Dans la littérature professionnelle française, cette notion et ses mises en pratique sont ainsi couramment évoquées à travers le terme « action culturelle » (Médiation culturelle association, p.2). Sans véritablement remplacer le terme « médiation culturelle », cette appellation correspond avant tout à la construction d’une programmation constituée de projets réfléchis « comme un tout cohérent » (Fofana-Sevestre, Fofana 2014, p. 2) et s’inscrivant dans la poursuite des missions et objectifs de l’institution – ce qui correspond au fond à la définition de la notion de médiation culturelle proposée au chapitre 3.2.4. Les exemples de politiques de médiation culturelle conçues par des médiathèques françaises, dont diverses versions formalisées peuvent être consultées sur le web, se présentent dès lors fréquemment sous le titre de « charte d’action culturelle » (cf annexe 2).
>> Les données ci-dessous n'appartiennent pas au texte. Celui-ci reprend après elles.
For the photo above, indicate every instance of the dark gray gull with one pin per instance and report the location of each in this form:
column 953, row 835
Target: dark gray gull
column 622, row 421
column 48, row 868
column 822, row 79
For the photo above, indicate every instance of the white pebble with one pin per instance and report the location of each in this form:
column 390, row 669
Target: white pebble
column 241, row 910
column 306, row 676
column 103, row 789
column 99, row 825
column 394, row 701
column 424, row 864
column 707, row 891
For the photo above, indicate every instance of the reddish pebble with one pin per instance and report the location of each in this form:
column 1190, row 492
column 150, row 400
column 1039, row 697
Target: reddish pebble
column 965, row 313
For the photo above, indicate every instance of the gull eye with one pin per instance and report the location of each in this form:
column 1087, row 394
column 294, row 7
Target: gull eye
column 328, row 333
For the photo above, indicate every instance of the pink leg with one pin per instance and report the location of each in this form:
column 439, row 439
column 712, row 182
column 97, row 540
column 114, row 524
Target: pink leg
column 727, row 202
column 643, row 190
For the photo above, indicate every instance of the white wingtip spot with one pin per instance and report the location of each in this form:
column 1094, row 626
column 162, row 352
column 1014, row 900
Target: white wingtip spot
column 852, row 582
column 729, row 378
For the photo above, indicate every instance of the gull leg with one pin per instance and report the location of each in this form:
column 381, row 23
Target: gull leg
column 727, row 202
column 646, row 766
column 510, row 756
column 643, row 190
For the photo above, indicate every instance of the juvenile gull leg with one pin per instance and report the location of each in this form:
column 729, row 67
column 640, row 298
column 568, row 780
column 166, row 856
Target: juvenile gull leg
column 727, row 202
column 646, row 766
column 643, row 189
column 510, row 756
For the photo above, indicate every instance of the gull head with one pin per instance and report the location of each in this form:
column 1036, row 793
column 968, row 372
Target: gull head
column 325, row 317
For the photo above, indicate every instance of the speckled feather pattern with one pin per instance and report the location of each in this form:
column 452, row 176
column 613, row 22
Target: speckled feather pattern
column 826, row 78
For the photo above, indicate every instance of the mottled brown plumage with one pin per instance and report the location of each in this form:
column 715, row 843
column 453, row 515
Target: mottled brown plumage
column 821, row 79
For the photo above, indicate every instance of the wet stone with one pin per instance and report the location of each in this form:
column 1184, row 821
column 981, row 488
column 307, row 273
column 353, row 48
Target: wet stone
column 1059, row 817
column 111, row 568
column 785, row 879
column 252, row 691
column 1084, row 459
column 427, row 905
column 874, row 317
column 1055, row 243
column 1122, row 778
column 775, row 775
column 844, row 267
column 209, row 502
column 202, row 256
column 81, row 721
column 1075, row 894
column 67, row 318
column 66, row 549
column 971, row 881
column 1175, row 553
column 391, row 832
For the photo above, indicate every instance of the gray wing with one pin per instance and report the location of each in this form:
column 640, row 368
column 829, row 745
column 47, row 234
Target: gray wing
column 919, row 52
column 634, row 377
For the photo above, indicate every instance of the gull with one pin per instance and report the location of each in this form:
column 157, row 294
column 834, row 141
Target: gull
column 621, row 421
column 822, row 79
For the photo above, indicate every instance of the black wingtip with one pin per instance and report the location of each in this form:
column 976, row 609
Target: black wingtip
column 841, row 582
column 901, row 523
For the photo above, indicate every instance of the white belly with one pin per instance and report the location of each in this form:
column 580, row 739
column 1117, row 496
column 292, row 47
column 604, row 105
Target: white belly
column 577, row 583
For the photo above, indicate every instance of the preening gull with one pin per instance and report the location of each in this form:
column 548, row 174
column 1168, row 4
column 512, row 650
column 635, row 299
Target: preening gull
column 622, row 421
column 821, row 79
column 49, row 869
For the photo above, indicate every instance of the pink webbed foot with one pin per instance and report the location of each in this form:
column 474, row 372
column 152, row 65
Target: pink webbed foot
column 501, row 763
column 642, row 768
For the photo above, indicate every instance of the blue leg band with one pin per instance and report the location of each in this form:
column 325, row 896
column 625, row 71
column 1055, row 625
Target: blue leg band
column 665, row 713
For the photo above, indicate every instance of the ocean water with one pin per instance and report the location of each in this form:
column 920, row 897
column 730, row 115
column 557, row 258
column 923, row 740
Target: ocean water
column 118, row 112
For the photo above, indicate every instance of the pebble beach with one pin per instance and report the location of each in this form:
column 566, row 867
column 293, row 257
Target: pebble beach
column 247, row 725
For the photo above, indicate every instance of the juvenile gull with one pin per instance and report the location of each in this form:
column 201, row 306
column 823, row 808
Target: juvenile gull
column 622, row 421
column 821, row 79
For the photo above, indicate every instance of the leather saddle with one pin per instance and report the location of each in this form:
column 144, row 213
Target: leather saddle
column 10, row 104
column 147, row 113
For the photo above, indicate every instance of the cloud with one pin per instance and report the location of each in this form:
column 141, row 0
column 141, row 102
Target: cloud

Dans les bibliothèques publiques de Suisse romande, c’est bien la notion de « médiation culturelle » qui s’est peu à peu imposée parmi les professionnels. Comme le mentionne l’une des médiatrices interviewées dans le cadre de ce travail (cf annexe 10), la distinction entre « animation » et « médiation » a été en Suisse la source de discussions virulentes parmi les professionnels du secteur. Le choix de recourir à l’appellation « médiation culturelle » possède son importance en ce que cette notion et ses mises en pratique, influencées par la France (Neumann 2012, p.4), s’avèrent liées à un domaine professionnel, et donc à un métier à part entière. Le métier de médiateur culturel ne s’apparente ainsi en rien à celui de bibliothécaire et repose de fait sur une spécialisation propre.